Darwin and I went to see Pastor James on Friday (our premartial counselor), and was surprised when we asked him how many “sessions” we have left in the program, and he actually said we “finished” the curriculum a few sessions ago! But he was still spending time with us just out of wanting to mentor and teach us more about marriage and relationship. Well, to begin with he had no obligations to actually spend any time with us, since we’re technically not members of his church. I was really touched by his sincerity, and just his heart and passion for God’s ministry, and the gift that God has given him – to guide new families in God’s word.

 

At that moment I just thought of how many other people God had placed in my life…who has in one way or another been a huge blessing to me.

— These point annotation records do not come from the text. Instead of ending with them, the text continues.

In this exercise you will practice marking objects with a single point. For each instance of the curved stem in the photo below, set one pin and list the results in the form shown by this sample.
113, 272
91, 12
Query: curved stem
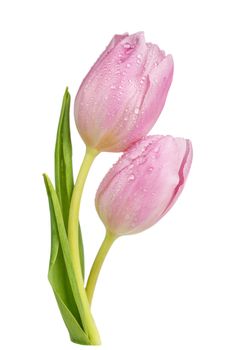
73, 239
96, 267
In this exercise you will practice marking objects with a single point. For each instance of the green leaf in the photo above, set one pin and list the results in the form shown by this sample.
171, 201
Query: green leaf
64, 183
61, 274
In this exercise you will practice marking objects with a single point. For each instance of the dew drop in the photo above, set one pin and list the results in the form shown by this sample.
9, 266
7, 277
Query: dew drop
156, 150
127, 46
136, 111
131, 177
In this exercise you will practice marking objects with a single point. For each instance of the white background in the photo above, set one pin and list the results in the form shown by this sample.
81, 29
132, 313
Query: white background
172, 286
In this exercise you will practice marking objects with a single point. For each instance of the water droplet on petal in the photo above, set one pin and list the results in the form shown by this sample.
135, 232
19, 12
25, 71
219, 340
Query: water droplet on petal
131, 177
136, 111
127, 46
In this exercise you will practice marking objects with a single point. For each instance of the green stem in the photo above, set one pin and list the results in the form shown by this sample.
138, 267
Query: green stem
95, 270
73, 239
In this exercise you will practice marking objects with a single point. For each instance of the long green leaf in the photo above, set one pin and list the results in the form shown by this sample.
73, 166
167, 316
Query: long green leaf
64, 183
61, 273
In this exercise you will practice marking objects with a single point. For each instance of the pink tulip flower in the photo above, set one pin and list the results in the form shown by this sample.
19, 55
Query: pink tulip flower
123, 94
144, 184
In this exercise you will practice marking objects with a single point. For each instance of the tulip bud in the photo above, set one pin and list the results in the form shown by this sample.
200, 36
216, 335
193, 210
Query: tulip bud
144, 184
123, 94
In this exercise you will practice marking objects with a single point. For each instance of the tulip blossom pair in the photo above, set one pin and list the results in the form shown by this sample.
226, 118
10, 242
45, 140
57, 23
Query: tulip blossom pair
116, 106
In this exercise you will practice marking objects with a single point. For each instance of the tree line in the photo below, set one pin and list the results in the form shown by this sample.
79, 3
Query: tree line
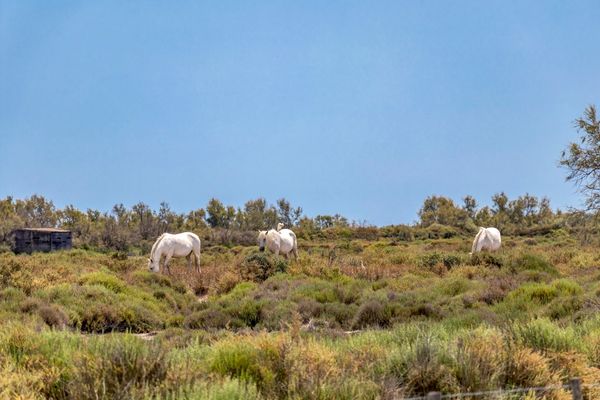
124, 228
136, 227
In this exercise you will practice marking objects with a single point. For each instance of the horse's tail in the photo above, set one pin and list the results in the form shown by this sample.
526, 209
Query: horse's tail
155, 245
476, 240
295, 245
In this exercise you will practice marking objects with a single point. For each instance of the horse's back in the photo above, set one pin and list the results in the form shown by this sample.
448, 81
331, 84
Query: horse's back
493, 237
288, 240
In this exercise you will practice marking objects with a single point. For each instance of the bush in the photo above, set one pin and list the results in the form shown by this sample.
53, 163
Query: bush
543, 335
111, 282
424, 368
116, 367
211, 318
53, 316
430, 260
371, 313
526, 368
532, 262
479, 360
488, 259
258, 267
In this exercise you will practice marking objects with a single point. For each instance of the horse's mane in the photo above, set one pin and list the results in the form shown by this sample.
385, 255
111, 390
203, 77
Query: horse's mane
155, 245
476, 240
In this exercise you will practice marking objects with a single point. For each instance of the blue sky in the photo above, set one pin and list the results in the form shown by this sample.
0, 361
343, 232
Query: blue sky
358, 108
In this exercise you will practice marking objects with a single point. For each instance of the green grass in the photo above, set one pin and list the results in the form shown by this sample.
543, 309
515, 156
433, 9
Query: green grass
353, 319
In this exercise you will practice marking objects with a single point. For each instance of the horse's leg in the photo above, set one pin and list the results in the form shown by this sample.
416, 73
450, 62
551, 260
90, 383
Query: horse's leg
167, 259
197, 261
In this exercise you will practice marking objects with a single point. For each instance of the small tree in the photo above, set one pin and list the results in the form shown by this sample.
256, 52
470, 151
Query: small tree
582, 160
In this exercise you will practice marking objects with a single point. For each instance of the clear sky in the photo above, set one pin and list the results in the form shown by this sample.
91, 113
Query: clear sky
354, 107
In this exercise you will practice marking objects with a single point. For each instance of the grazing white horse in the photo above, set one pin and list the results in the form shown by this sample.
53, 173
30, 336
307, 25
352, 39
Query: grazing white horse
183, 244
280, 241
486, 239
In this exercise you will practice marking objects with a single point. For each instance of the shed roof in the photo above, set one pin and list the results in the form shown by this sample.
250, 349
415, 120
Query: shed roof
43, 230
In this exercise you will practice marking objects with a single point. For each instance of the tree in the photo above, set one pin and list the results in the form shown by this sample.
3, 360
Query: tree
219, 216
259, 215
470, 206
145, 219
582, 160
288, 215
442, 210
500, 202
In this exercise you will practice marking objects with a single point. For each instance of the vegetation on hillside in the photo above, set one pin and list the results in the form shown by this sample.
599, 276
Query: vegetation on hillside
353, 318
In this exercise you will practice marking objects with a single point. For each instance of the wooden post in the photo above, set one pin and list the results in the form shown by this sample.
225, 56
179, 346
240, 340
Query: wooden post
576, 389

Friends from highschool to university (including you LOL, huge blessing 😉 ), to church brothers and sisters, family, coworkers…people who have helped me out just out of the goodness of their hearts. I wish I could be more appreciative, more thankful =)

 

An interesting thing that Pastor James brought up with us last night was the idea of “marriage expectations”. In fact it was the area that he felt could be a potential “concern” in our future marriage. Interestingly enough, I had been pretty upset about this problem with Darwin last year. The fact that I felt “disappointed” because he wasn’t meeting MY “expectations”, and as a result it became a big burden between us, and damaged the relationship.

 

Pastor James point – it’s good to have expectations of ourselves (ie. I want to be a better ______ to someone), but to have unrealistically  high expectations of our spouse is dangerous. Not to go into too much detail, but I find this to be so true. So often we like to have such high expectations of OTHER people, but what our ourselves? How many times have we read the bible and used it to criticize someone (even in our heads)? But that’s not the way God intended us to use the bible, not as a big stick to whack other people with. I’m guilty of that to be honest. A lot of times I’ll read verses (or other materials), and think “see Darwin should do that, the bible says so, fail”. But how come I can’t criticize myself?

 

Next lesson is about SILENCE – which I think will be interesting because I have a really tough time getting my brain to shut up. Even when I’m “praying” or “meditating”, my mind wanders and I start thinking about unrelated things. Despite how Jesus was really busy too, he ALWAYS made time to be quiet in front of God.